A Rússia atacou a Ucrânia com um número recorde de drones de longo alcance em abril, segundo uma análise da AFP baseada em dados divulgados pelas forças aéreas ucranianas.
Moscou lançou 6.583 drones desse tipo em abril, ou seja, 2% a mais do que em março.
As negociações entre os beligerantes para pôr fim à guerra desencadeada pela invasão russa em 2022 estão estagnadas.
Nesse contexto, o exército russo multiplicou os ataques em plena luz do dia, quando até agora os concentrava à noite.
A Ucrânia considera isso uma tática para causar o máximo número de vítimas civis em uma guerra que já deixou dezenas de milhares de mortos.

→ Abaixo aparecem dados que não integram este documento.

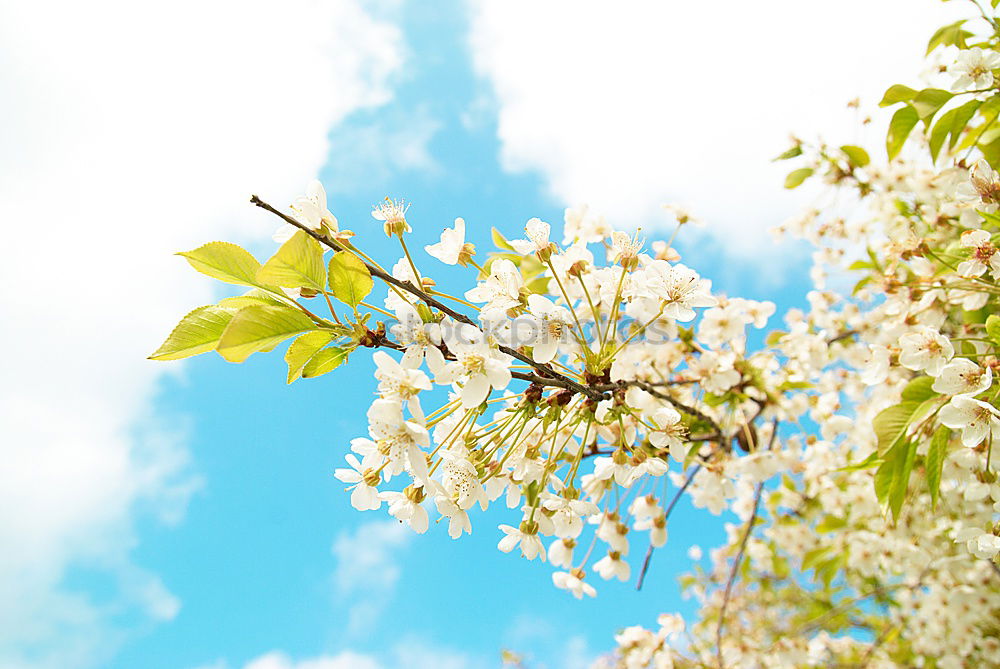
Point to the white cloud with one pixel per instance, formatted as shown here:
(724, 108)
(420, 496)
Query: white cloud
(369, 153)
(345, 660)
(368, 570)
(130, 131)
(409, 653)
(632, 104)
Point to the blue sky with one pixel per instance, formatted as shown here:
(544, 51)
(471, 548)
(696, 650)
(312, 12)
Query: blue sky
(182, 516)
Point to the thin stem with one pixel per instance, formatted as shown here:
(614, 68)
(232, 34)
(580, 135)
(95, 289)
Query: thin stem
(430, 301)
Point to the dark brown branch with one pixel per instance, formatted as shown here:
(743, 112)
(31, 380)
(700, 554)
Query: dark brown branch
(548, 373)
(666, 514)
(732, 573)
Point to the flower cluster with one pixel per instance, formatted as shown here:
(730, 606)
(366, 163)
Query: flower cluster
(587, 381)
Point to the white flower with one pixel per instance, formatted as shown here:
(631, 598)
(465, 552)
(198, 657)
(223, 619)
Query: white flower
(963, 377)
(525, 537)
(537, 232)
(403, 508)
(976, 419)
(612, 566)
(679, 287)
(500, 291)
(397, 441)
(420, 339)
(458, 519)
(657, 527)
(399, 382)
(393, 215)
(580, 225)
(548, 326)
(624, 249)
(477, 367)
(561, 553)
(364, 495)
(452, 248)
(926, 349)
(572, 582)
(876, 368)
(310, 210)
(394, 300)
(973, 68)
(983, 545)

O número de mísseis lançados por Moscou, 141, também aumentou 2% em comparação com o mês anterior, mas é inferior aos 288 de fevereiro.
Segundo os dados da força aérea ucraniana, 88% dos drones e mísseis foram interceptados.

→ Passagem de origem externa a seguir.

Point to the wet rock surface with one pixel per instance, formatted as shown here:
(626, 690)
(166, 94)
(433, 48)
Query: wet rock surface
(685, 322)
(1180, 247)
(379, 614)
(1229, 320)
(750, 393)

Kiev desenvolveu sua gama de drones desde o início da guerra e ostenta a eficácia de seus drones interceptadores.
Alguns países do Golfo também usaram esses dispositivos contra drones Shahed lançados pelo Irã em represália à recente ofensiva israelense-americana.
“A nova tática da Rússia de associar um vasto ataque noturno a um ataque diurno igualmente vasto provavelmente causará um aumento das vítimas civis”, avaliou em abril o Instituto para o Estudo da Guerra (ISW).

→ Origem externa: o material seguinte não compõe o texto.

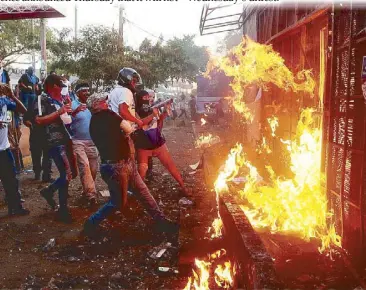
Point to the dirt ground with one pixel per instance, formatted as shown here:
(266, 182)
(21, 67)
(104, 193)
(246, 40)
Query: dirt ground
(119, 258)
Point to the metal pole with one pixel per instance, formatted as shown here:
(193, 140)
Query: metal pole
(33, 52)
(76, 22)
(120, 30)
(43, 46)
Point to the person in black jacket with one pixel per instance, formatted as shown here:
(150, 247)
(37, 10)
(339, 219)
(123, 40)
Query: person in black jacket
(118, 168)
(5, 79)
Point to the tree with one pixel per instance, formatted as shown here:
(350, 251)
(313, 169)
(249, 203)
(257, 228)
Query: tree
(19, 37)
(96, 57)
(185, 60)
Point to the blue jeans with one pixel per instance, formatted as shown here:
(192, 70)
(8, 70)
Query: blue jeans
(9, 179)
(119, 177)
(59, 156)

O objetivo da Rússia pode ser mirar mais “em civis e infraestruturas civis, especialmente em zonas públicas e abertas, sobretudo agora que as temperaturas sobem e pode haver mais ucranianos do lado de fora”, acrescenta o centro de estudos americano.
Para Pavlo Palisa, vice-chefe de gabinete do presidente ucraniano Volodimir Zelensky, esses ataques durante o dia têm como objetivo “aterrorizar os civis” após os devastadores bombardeios de Moscou contra infraestruturas energéticas durante o inverno, que deixaram centenas de milhares de lares sem água, eletricidade e aquecimento.
“Também há um aspecto econômico. Os ataques maciços em plena jornada de trabalho paralisam em grande medida a atividade”, declarou a jornalistas no início de abril.
A Rússia sustenta que só ataca alvos militares.